In den letzten Spielen konnte Josh Allen dieses Level nicht halten. Gegen die Jets und die Patriots warf er erstmals in dieser Saison keinen Touchdown. Trotzdem: Das Potenzial des Erstrundenpicks der Bills aus 2018 ist da. Gut für die Seahawks, dass sie ihm hier allerdings einen 2020er-Wilson gegenüber stellen können.
- Spieler des Spiels: Jamal Adams ist zurück. Und als jahrelanges Mitglied der New Yorks Jets kennt er deren Division-Rivalen aus Buffalo bestens. Dieses Wissen wendet er auch im Trikot der Seahawks an und sammelt in diesem Spiel gegen die Bills zwei Sacks, forciert einen Fumble und pflückt eine Interception herunter.
- Statistik des Spiels: Duelle mit den Teams aus der AFC East stehen für Seattle aufgrund des NFL-Schedules nur alle vier Jahre an. Auch deshalb spielte Seahawks Quarterback Russell Wilson seit seinem Rookie-Jahr 2012 bisher nur zweimal gegen die Bills und hat hier eine absolut reine Weste. Bei zwei Siegen (50:17 und 31:25) warf Wilson für 487 Yards und drei Touchdowns bei keiner Interception. Dazu erlief er selbst 102 Yards und vier Rush-TD. Seattle selbst spielte seit 1977 insgesamt 13 Mal gegen Buffalo und gewann davon acht Spiele.
- Anekdote des Spiels: Was am 5. Oktober 2010 in Seattle passierte war kein Erdbeben, sondern ein „Beastquake“. An diesem Tag machten die Seahawks den ersten großen Transfer der Carroll-Schneider-Ära in Form eines Trades mit den Buffalo Bills klar. Im Gegenzug für zwei Draft-Picks kam dabei ein gewisser Marshawn Lynch nach Seattle. Und der Rest ist, wie man so schön sagt: Geschichte. Genau wie die Tatsache, dass die NFL-Trainerkarriere von Seahawks-Cheftrainer Pete Carroll in Buffalo begann. 1984 bekam er dort bei den Bills seinen ersten Job in der Liga – als Coach für die Defensive Backs.

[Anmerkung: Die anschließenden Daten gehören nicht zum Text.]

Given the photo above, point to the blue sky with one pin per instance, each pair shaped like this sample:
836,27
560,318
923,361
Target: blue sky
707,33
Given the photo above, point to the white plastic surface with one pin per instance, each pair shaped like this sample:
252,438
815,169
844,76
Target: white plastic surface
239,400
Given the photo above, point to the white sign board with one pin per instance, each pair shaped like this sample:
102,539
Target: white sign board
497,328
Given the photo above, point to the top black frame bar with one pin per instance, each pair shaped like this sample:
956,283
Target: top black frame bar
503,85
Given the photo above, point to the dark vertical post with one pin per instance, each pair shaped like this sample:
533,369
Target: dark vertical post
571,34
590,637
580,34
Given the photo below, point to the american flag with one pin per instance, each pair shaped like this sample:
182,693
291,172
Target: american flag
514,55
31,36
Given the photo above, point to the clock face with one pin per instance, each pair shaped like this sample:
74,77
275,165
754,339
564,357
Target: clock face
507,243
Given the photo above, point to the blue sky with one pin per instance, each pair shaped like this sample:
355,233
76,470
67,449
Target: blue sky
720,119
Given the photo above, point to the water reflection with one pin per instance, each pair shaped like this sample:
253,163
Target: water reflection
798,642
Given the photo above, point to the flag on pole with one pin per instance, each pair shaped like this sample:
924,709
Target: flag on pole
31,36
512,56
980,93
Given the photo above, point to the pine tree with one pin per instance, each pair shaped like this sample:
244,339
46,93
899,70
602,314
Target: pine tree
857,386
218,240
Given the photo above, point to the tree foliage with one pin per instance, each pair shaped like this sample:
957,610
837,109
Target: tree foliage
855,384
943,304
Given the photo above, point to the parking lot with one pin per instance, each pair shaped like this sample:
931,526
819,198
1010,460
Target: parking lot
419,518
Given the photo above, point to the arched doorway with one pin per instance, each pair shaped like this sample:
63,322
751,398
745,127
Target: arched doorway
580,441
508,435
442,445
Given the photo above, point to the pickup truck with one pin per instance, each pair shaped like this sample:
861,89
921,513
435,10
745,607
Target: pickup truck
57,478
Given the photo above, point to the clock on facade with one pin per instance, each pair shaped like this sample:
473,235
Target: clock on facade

Seahawks HC Pete Carroll began his #NFL coaching career with the @BuffaloBills in 1984 as the team’s defensive backs coach. pic.twitter.com/91QOwCJ4Kp
— Buffalo Bills PR (@BuffaloBillsPR) November 3, 2020
Der X-Faktor: Let Bobby Blitz!
Zum zweiten Mal in seiner Karriere wurde Middle Linebacker Bobby Wagner nach seinem bombastischen Auftritt gegen San Francisco – den wir auch im Ballhawks-Podcast besprochen haben – zum NFC Defensive Player of the Week gekürt. Die Folge war jetzt eine neue Kampagne: Let Bobby Blitz!
Absolutely dominant. 😤
After an outstanding performance on Sunday, @Bwagz has been named the NFC Defensive Player of the Week!
Read More: https://t.co/tqFvyc01J8 pic.twitter.com/MVx0NQhcCY
— Seattle Seahawks (@Seahawks) November 5, 2020
Das Fazit:
Hätten die Seattle Seahawks vor vier Wochen bei den Buffalo Bills antreten müssen, dann wären wir uns an dieser Stelle nicht so sicher, ob Seattle mit einem Sieg im Gepäck zurück in den Pacific Northwest fliegen würde. Hier zählte Buffalo dank eines überragenden Josh Allen und einer sicheren Defense zu einem der Topteams der NFL. An den letzten Spieltagen wurde dem relativ jungen Team von Sean McDermott allerdings die Grenzen aufgezeigt, gerade defensiv.
Mit dem richtigen Gameplan werden Russell Wilson und Offensive Coordinator Brian Schottenheimer genau diese kleinen Schwächen ausnutzen und das Gaspedal des auf Hochtouren laufenden Offensivmotors weiter feste durchtreten. Dazu bekommt Seattles, auf dem aufsteigenden Ast befindliche Defense am Sonntag dringend benötigte, personelle Verstärkung. In dieser Kombination ist man in New York bestens aufgestellt. Unterschätzen dürfen und werden Pete Carroll und Co. die Bills aber auf keinen Fall.
Prognose: Die Seahawks besiegen die Bills mit 27:20.